Analog signals are usually signals defined over continuous independent variable(s). Modeling the Speech Signal is produced by your vocal cords exciting acoustic resonances in your vocal tract. The result is pressure waves propagating in the air, and the speech signal thus corresponds to a function having independent variables of space and time and a value corresponding to air pressure: s (x, t) (Here we use vector notation x to denote spatial coordinates). When you record someone talking, you are evaluating the speech signal at a particular spatial location, x0 say. An example of the resulting waveform s (x0,t) is shown in this Figure 1.1.
Photographs are static, and are continuous-valued signals defined over space.

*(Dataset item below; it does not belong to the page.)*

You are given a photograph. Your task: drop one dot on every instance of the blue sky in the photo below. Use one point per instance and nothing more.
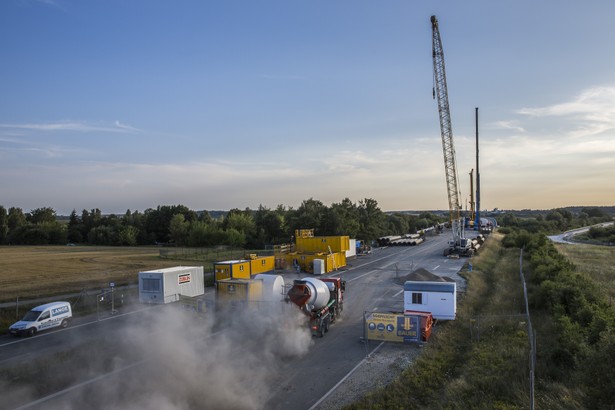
(230, 104)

Black-and-white images have only one value at each point in space, which amounts to its optical refection properties. In Figure 1.2, an image is shown, demonstrating that it (and all other images as well) are functions of two independent spatial variables.
Color images have values that express how reflectivity depends on the optical spectrum. Painters long ago found that mixing together combinations of the so-called primary colors red, yellow and blue can produce very realistic color images. Thus, images today are usually thought of as having three values at every point in space, but a different set of colors is used: How much of red, green and blue is present. Mathematically, color pictures are multivalued vector-valued signals: s (x)=(r (x) ,g (x) ,b (x))T .
Interesting cases abound where the analog signal depends not on a continuous variable, such as time, but on a discrete variable. For example, temperature readings taken every hour have continuous analog values, but the signal's independent variable is (essentially) the integers.